Nos. 52269, 52431, 53129-53135.
November 22, 1978.
Appeal from the Circuit Court, Palm Beach County, Marvin U. Mounts, Jr., and the County Court, Pinellas County, Frank H. White and William B. Blackwood, JJ.
Robert L. Shevin, Atty. Gen., Glenn H. Mitchell, West Palm Beach, and Martha J. Cook and William I. Munsey, Jr., Tampa, Asst. Attys. Gen., and Steven C. Henry, Asst. State's Atty., St. Petersburg, for appellant.
Richard L. Jorandby, Public Defender, and James R. Merola, Asst. Public Defender, West Palm Beach, for Rodriquez.
Jose G. Rodriguez of Montgomery, Lytal, Reiter, Denney Searcy, West Palm Beach, for Melendez.
B. Robert Ohle, St. Petersburg, for Sherrod.
Donald R. Odom of Williams Milton, St. Petersburg, for Harris.
Joseph S. Rodriguez, St. Petersburg, for Smith.

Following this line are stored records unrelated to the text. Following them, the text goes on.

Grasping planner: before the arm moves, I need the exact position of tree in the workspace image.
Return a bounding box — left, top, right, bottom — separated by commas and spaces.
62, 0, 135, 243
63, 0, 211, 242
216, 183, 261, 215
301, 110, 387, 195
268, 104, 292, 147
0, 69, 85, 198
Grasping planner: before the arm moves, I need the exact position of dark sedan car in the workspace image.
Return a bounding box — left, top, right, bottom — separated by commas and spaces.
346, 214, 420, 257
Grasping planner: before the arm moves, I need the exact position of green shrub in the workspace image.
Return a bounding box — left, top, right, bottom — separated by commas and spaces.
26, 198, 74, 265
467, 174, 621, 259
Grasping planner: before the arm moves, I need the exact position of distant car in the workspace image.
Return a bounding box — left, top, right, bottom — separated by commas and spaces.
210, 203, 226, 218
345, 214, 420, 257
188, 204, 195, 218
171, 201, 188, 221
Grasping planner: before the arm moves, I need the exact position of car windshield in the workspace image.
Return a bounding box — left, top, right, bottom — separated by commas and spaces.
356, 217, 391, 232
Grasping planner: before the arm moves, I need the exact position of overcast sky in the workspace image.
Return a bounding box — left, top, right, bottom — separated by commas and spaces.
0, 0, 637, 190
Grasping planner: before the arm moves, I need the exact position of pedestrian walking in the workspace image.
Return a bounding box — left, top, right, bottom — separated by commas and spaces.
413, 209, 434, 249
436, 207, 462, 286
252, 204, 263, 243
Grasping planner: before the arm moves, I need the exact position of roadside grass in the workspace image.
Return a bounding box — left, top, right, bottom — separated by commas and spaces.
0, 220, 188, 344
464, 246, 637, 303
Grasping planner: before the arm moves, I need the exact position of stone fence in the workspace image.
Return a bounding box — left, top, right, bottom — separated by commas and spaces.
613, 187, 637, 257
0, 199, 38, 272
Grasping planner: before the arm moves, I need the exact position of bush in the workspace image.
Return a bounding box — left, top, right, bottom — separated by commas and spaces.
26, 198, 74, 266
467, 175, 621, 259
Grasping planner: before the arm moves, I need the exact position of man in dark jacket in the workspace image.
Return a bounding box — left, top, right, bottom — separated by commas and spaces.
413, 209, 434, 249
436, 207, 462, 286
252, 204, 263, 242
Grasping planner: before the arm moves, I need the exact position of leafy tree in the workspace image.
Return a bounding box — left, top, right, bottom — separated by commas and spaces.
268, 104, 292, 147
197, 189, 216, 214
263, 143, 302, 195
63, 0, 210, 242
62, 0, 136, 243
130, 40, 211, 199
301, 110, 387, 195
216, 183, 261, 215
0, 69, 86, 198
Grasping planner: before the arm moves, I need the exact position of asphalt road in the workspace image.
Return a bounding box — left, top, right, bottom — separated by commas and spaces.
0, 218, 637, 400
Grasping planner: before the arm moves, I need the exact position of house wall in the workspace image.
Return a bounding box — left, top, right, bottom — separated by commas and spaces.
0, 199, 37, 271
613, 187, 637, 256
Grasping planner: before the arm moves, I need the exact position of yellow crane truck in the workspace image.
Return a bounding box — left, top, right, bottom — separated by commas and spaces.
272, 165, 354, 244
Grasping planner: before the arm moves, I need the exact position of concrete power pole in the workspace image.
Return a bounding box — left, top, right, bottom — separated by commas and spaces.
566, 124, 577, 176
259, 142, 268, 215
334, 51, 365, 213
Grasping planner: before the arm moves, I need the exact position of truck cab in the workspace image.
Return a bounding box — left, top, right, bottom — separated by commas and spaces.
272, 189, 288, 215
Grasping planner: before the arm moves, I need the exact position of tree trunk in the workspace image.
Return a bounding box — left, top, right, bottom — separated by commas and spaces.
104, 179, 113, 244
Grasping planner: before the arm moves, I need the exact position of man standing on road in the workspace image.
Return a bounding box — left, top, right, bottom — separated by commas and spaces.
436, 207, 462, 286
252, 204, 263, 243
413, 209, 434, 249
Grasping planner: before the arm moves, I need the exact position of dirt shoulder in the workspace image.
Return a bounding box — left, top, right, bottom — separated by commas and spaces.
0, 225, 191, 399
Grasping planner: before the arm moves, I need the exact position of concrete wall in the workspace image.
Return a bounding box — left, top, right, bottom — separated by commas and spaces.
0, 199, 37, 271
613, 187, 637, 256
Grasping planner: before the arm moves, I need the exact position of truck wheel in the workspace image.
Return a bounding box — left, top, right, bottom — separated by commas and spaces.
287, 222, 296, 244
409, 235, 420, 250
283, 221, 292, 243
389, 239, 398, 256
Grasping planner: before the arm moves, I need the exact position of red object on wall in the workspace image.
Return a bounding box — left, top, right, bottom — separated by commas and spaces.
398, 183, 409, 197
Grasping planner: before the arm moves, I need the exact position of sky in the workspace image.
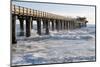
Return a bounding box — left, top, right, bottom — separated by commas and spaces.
12, 1, 95, 24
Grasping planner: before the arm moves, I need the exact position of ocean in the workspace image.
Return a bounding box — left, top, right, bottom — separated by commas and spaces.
11, 24, 96, 65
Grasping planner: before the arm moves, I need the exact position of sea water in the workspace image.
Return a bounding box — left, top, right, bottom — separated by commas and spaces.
12, 24, 95, 65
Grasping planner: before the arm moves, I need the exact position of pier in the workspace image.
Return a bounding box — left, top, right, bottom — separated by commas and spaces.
11, 5, 88, 44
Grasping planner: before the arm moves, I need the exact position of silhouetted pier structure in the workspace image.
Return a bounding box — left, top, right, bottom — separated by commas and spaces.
11, 5, 88, 43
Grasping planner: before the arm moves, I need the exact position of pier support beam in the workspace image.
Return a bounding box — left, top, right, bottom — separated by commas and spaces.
19, 18, 24, 36
37, 19, 41, 35
31, 20, 33, 29
45, 19, 50, 35
52, 20, 54, 31
62, 21, 64, 30
66, 21, 68, 30
56, 20, 60, 31
43, 20, 46, 28
26, 17, 31, 37
12, 15, 17, 44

Aubrey O. Dicus, Jr., St. Petersburg, for Thomas.
B. Robert Ohle, St. Petersburg, for Humphries and Shorter.
Larry G. Rightmyer, St. Petersburg, for Bennett.

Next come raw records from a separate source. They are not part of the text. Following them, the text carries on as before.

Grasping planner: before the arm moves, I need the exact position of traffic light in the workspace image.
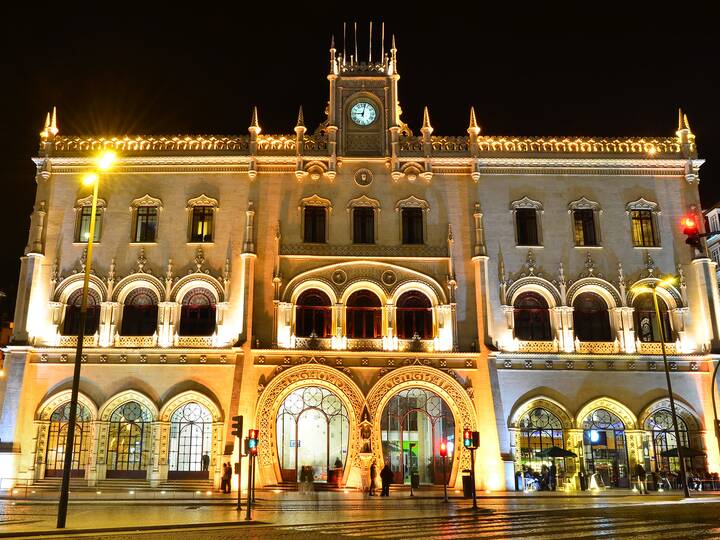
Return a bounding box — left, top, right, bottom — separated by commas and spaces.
231, 416, 242, 437
682, 216, 701, 249
248, 429, 258, 456
463, 428, 472, 448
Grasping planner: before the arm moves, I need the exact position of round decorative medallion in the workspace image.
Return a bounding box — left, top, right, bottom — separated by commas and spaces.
332, 270, 347, 285
380, 270, 397, 285
355, 169, 373, 187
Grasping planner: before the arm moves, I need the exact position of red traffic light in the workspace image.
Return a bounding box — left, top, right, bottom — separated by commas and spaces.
682, 216, 698, 235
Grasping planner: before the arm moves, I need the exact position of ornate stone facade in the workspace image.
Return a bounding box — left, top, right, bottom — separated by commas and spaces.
0, 31, 720, 490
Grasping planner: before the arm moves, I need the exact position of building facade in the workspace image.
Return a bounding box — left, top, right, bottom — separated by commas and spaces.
0, 38, 720, 490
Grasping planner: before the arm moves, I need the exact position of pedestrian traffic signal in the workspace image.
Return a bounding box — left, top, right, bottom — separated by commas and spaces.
682, 216, 700, 249
231, 416, 242, 437
248, 429, 258, 456
463, 428, 472, 448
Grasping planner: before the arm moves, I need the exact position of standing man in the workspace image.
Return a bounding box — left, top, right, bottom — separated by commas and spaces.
635, 461, 648, 495
380, 463, 393, 497
368, 460, 377, 497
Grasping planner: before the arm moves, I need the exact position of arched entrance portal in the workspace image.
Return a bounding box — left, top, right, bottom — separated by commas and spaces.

These consolidated cases are before us on direct appeals by the State from orders of the Circuit Court of Palm Beach County and the County Court of Pinellas County. The various defendants were charged with violation of Section 409.325(2)(a), Florida Statutes (Supp. 1976), which provides in pertinent part that "[a]ny person who knowingly: (a) [u]ses, transfers, acquires, traffics, alters, forges, or possesses . . . a food stamp . . . in any manner not authorized by law is guilty of a crime . . . [Emphasis added.]" The trial courts dismissed the charges against the defendants because they found the language "in any manner not authorized by law" to be unconstitutionally vague. We conclude that Section 409.325(2)(a) is not unconstitutional, and we reverse.
Defendant Rodriquez was charged with knowingly selling a .22 caliber revolver for $240 worth of United States Department of Agriculture food stamps. Defendant Melendez was charged with purchasing $1,000 worth of food stamps from another individual for $625. Defendants Sherrod, Harris, Smith, Shorter, Humphries, Thomas and Bennett were each charged separately with selling non-food items in exchange for United States government food stamps.

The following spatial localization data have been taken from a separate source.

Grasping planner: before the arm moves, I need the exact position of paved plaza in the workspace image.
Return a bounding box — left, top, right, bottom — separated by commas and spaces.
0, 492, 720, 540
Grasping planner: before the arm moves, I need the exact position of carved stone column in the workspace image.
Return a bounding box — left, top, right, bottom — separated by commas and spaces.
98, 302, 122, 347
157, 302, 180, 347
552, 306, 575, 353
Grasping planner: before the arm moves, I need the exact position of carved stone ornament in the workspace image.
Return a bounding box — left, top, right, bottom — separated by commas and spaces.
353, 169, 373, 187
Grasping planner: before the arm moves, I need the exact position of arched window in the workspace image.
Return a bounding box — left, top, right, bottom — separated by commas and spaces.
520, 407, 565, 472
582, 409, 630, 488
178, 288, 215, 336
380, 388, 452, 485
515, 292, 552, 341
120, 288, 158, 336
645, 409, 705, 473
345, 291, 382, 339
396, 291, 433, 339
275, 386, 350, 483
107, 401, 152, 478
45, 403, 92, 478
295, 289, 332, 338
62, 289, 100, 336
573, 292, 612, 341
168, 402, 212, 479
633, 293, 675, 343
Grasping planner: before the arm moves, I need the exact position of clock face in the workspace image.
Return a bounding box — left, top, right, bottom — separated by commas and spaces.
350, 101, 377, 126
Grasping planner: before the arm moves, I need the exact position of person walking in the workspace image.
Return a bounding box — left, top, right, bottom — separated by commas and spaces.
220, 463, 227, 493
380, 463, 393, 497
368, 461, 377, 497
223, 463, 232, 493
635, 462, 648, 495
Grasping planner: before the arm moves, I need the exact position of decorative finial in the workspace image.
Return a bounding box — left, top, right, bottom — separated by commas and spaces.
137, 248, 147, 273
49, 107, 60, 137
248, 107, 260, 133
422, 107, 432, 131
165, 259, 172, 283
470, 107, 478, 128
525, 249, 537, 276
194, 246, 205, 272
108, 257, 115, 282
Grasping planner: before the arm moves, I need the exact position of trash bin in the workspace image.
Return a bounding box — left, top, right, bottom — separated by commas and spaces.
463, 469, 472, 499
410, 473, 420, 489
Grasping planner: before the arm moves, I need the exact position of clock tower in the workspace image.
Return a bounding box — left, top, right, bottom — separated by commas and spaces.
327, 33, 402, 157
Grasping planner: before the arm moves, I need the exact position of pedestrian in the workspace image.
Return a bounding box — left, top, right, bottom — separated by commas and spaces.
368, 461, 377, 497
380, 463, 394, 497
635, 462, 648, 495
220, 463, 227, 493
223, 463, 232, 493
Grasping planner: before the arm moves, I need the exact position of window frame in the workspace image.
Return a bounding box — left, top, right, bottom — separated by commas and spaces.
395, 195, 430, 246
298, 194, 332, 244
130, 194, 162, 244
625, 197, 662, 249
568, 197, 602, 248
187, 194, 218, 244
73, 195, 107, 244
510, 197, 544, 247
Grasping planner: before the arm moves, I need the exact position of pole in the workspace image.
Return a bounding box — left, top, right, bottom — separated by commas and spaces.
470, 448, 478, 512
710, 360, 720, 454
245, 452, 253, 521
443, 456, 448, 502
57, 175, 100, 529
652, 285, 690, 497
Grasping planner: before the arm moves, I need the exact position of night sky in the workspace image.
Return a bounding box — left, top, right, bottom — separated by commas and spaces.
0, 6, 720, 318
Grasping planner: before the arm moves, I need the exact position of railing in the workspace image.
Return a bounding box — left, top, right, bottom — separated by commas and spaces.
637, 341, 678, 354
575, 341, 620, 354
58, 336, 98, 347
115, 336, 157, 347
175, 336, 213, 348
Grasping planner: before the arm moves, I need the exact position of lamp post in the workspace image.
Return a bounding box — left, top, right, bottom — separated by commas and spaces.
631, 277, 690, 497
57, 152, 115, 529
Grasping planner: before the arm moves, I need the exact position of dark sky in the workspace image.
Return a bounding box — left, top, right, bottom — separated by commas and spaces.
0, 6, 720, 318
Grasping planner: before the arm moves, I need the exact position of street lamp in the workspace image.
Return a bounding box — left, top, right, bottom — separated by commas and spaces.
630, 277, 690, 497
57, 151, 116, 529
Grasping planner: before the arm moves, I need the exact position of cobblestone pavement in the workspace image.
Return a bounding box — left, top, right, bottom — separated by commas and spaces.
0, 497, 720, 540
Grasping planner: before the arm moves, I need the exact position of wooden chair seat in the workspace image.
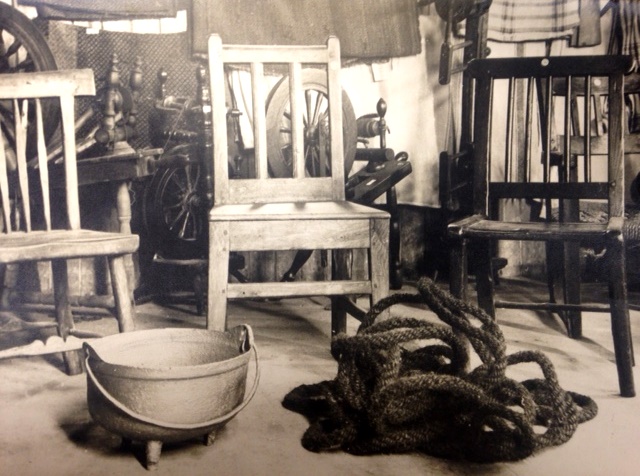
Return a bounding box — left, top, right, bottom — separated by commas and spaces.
449, 215, 622, 242
0, 69, 139, 374
209, 201, 389, 221
207, 35, 390, 334
448, 55, 635, 397
0, 230, 140, 264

Legislative enactments are presumed valid. When reasonably possible and consistent with the protection of constitutional rights, this Court will resolve all doubts as to the validity of a statute in favor of its constitutionality. Department of Legal Affairs v. Rogers, 329 So.2d 257 (Fla. 1976). The test to determine whether a statute is unconstitutionally vague is whether men of common understanding and intelligence must necessarily guess at its meaning. To meet the constitutional challenge of vagueness, a statute must convey a sufficiently definite warning as to what conduct is proscribed. Zachary v. State, 269 So.2d 669 (Fla. 1972).
The defendants argue that the statute is vague because it does not expressly delineate what acts are prohibited or in what manner a food stamp may be used, and they also assert that the phrase "not authorized by law" has already been tested for vagueness in Locklin v. Pridgeon, 158 Fla. 737, 30 So.2d 102 (1947), wherein this Court decided that Chapter 22761, Acts of 1945, was unconstitutionally vague. The statute in Locklin provided in part:
Section 1. That it shall be unlawful for any person to commit any act under color of authority as an officer, agent or employee of the United States government, State of Florida, or any political subdivision thereof when such act is not authorized by law; or to intimidate or otherwise by color of authority cause any other person to release information or allow inspection of records or extend a privilege not required by law.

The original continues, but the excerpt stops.